In a world dominated by smartphones, it looks like classic flip-phones are still relevant, at least in Japan.
According to a report from Reuters, Japanese shipments of traditional flip-phones rose in 2014, for the first time after seven years, while smartphone shipments took the opposite path.
The data gathered by MM Research Institute Ltd. mentioned in the report shows that flip-phone shipments rose 5.7 percent, which equates to 10.58 million. On the other hand, shipments for smartphones were down for the second year in a row, falling 5.3 percent, to 27.70 million.
The telecommunication ministry also stated that people in Japan pay one of the highest smartphone fees among developed countries, while flip-phone rates account for the lowest. Additionally, there are reportedly many Japanese people, already accustomed to years of deflation, who are content with using flip-phones, which offer essential services like calls, texts, emails, and basic Internet access, which can be enough for many.

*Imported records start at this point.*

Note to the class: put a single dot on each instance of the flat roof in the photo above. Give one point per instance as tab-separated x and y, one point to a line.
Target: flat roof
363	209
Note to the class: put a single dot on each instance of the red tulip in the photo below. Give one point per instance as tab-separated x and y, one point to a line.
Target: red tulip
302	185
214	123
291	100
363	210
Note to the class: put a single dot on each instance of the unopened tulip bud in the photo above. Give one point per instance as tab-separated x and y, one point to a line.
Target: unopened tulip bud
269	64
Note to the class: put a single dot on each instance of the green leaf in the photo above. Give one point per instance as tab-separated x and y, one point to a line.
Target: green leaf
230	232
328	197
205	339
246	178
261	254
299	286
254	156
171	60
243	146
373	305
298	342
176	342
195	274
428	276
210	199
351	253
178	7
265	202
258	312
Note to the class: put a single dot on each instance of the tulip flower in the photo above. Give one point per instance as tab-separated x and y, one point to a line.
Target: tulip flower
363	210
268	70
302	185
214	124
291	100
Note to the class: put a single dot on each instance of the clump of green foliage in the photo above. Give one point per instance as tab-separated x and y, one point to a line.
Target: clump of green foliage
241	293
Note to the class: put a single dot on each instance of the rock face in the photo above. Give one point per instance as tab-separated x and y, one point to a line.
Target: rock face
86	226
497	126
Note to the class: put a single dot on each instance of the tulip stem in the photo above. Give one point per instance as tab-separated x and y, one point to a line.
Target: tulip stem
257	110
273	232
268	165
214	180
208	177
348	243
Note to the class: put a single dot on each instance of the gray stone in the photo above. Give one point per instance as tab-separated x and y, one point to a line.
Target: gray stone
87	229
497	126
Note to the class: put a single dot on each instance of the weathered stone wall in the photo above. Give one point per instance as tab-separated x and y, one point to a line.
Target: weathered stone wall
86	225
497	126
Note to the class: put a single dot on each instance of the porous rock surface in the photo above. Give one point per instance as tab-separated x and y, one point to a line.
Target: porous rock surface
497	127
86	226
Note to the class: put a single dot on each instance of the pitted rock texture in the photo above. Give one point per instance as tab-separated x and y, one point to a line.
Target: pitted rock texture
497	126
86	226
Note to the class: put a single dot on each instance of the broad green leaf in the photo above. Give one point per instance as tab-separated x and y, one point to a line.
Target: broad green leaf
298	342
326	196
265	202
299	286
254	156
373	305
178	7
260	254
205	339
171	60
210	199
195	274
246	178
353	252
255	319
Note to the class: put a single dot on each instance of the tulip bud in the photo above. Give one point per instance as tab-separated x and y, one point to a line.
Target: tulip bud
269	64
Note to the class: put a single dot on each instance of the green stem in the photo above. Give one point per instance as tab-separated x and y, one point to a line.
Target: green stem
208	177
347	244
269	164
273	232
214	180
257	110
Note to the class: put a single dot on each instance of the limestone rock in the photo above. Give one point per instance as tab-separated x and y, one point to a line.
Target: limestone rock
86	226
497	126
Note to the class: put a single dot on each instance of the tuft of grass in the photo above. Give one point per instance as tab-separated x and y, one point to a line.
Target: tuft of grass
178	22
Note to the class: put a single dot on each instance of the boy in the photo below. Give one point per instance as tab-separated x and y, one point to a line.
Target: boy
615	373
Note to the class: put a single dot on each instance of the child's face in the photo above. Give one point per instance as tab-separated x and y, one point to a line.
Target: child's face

Lastly, the research institute emphasized that with Japan's mobile penetration rate of 98.5 percent, mobile growth in Japan has little area for remarkable overall growth. According to Hideaki Yokota, MM Research executive analyst:
"Smartphones are also peaking in terms of functionality and they tend to last a long time as well, so there are fewer renewals."
He also said that flip-phones had a strong renewal year for the devices' subscription cycle, implying that the reported growth might not repeat this year.